Per Deedy Das, ChatGPT's daily active users (7-day average) dropped 6% in the two weeks following Gemini 3's launch, signaling direct competitive pressure. While OpenAI still dominates with over 800 million weekly active users, Google is steadily attracting its user base.
Nick Turley, OpenAI's ChatGPT lead, stated on social media that search remains a key growth area, with ChatGPT accounting for ~10% of global search activity and expanding rapidly. He added that the focus is on making ChatGPT more powerful, accessible, and personalized.
**UBS: Google's TPU Chips Threaten NVIDIA** Behind the AI model race lies an equally intense chip battle. UBS's Arcuri highlighted that Google's TPU advancements are reshaping the market. Ironwood, unveiled in April and launched in November, is optimized for large language models (LLMs), mixture-of-experts (MoE), and advanced reasoning—marking a departure from earlier narrowly customized TPUs.
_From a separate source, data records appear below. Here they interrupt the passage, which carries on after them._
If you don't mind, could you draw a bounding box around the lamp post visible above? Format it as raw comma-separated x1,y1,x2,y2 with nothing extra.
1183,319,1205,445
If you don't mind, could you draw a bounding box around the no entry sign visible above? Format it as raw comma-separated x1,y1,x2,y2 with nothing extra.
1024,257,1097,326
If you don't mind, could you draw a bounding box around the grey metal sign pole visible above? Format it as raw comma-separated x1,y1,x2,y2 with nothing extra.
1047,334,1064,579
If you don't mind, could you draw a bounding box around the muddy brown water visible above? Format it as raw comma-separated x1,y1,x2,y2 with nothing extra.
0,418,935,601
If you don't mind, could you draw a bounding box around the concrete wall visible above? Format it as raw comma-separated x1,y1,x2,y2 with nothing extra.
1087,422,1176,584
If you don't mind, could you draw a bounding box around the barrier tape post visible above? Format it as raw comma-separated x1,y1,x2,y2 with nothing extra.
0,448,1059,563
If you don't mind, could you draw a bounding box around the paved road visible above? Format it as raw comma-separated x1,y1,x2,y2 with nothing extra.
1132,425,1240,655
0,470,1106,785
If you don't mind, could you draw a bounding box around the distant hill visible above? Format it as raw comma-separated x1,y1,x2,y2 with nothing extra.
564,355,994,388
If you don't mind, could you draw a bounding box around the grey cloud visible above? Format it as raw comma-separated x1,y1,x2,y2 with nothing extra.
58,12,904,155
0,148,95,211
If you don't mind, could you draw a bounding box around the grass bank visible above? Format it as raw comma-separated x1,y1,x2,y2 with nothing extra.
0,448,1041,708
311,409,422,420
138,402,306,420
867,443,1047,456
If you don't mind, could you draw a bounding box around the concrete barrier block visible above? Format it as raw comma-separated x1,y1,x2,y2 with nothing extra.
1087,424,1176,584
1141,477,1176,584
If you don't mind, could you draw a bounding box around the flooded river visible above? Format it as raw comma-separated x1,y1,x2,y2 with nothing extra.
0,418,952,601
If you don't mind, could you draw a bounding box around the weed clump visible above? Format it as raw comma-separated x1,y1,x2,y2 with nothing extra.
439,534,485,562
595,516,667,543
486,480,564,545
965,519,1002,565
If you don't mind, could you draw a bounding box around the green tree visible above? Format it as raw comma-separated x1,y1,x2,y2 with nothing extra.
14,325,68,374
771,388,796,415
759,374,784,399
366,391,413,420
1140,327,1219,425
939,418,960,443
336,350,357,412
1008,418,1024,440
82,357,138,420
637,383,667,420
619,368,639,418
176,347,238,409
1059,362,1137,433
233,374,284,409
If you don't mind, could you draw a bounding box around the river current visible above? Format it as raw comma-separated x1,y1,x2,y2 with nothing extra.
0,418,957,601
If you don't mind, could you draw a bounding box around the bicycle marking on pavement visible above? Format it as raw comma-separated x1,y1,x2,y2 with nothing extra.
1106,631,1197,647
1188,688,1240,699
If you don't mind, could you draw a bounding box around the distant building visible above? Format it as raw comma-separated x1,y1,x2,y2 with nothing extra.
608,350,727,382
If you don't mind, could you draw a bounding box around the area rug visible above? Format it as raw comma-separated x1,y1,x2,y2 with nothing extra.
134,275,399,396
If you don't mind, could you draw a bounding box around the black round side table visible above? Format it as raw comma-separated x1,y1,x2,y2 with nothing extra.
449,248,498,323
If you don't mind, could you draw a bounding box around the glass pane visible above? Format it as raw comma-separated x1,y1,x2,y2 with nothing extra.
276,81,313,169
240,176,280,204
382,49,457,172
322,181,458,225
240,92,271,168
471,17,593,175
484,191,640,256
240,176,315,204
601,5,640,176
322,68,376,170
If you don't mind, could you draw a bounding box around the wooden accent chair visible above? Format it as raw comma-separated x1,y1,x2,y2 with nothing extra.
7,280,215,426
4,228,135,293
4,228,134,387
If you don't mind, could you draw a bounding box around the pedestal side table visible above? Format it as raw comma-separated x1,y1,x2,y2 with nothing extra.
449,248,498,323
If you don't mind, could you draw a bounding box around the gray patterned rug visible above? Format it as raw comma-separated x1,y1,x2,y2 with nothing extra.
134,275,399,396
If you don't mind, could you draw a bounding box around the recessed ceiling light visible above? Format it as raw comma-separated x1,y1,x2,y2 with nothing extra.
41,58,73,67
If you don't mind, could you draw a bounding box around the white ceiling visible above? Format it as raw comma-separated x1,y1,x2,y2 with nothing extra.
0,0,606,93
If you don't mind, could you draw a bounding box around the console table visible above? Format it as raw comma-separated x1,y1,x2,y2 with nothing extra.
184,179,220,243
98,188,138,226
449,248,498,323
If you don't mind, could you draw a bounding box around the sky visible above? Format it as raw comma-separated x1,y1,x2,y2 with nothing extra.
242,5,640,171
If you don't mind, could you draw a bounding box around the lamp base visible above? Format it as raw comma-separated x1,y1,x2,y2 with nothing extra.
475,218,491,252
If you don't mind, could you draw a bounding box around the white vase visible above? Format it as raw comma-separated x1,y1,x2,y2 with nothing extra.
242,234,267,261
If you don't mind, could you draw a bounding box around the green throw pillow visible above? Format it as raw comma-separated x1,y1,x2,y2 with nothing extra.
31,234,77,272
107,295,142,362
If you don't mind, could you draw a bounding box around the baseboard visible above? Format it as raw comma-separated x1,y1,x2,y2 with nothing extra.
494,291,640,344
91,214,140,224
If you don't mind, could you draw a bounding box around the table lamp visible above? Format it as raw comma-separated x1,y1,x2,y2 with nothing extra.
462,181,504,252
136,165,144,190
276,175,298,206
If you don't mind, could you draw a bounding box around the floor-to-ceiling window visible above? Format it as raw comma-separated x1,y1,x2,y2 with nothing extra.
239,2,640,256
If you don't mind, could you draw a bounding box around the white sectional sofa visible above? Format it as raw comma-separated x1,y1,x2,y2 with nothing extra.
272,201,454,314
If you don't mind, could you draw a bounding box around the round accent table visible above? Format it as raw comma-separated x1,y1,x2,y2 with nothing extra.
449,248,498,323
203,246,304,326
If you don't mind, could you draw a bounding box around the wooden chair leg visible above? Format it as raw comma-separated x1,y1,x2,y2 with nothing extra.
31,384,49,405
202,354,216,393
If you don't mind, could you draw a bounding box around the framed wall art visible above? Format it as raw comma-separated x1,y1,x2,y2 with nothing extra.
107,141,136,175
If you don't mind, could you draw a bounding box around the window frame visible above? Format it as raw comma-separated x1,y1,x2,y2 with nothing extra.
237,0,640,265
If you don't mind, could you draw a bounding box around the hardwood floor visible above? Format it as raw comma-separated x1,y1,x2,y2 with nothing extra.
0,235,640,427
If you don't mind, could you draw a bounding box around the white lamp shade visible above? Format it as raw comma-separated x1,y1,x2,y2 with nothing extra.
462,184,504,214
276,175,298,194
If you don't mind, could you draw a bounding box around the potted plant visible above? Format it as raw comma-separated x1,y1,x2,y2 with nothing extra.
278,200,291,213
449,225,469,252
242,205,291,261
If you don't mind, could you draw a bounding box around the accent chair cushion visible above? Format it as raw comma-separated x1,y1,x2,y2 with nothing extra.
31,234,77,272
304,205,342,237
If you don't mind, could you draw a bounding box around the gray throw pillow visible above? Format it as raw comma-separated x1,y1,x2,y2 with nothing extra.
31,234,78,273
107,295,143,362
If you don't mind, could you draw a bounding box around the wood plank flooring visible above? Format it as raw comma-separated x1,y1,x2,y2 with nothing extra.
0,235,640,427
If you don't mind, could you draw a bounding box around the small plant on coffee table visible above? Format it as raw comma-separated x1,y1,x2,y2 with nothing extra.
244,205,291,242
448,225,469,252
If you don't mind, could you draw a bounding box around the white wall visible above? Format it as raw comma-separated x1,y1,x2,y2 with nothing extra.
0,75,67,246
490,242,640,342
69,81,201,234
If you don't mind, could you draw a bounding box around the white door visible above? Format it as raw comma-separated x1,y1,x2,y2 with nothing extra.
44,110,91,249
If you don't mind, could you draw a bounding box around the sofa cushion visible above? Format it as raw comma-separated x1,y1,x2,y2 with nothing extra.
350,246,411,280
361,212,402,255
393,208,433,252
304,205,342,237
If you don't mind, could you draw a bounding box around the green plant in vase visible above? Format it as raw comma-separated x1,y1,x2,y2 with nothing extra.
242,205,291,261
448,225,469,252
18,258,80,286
Though Ironwood hasn't yet undergone MLPerf v5.1 benchmarking, Arcuri projects its single-chip performance will significantly surpass Trillium, thanks to enhanced compute resources, FP8 support, and high-bandwidth memory (HBM). Ironwood also scales TPU clusters up to 9,216 units, far exceeding Trillium's 256.
Arcuri attributes NVIDIA's ecosystem underperformance to Google's TPU-driven momentum. Google DeepMind CTO Koray Kavukcuoglu noted that custom chips have "dramatically improved performance" for AI training.
UBS suggests Google may expand its TPU ecosystem cautiously to avoid cannibalizing Google Cloud Platform (GCP) revenue. Meta and Apple are seen as potential adopters, given their large-scale AI projects and minimal GCP reliance.
**OpenAI Faces Mounting Competition** OpenAI's "red alert" comes amid pressure from rivals. Google's Gemini AI recently outperformed OpenAI in benchmarks, propelling Alphabet's stock up 14% last week and 10% since Gemini 3's debut two weeks ago. Gemini's user base grew from 450 million in July to 650 million in October, buoyed by its Nano Banana image generator launch in August.
Anthropic is also gaining traction among enterprise clients, further pressuring OpenAI despite its 800M+ weekly active users.
**NVIDIA Responds to TPU Challenge** NVIDIA, in discussions with UBS, underscored its strong ties with GCP, noting Google uses both TPUs and GPUs for Gemini inference workloads. It argued cloud providers are unlikely to adopt TPUs widely due to the extensive optimization needed for ASIC-based total cost of ownership (TCO) advantages. NVIDIA maintains its performance lead remains intact.
Looking to 2026, NVIDIA cited Anthropic's 1GW capacity and HUMAIN's 600K-unit expansion as incremental growth drivers beyond its $500B 2025–2026 order book. Its CPX chips target advanced programming applications requiring 1M+ token context windows, potentially addressing ~20% of the inference market.
Altman recently revealed OpenAI's $1.4 trillion committed investment in data centers over eight years to sustain its industry leadership.
While OpenAI has reason for concern, the upheaval remains internal for now. Whether NVIDIA—the world's most valuable company—faces a similar "red alert" is under close market watch.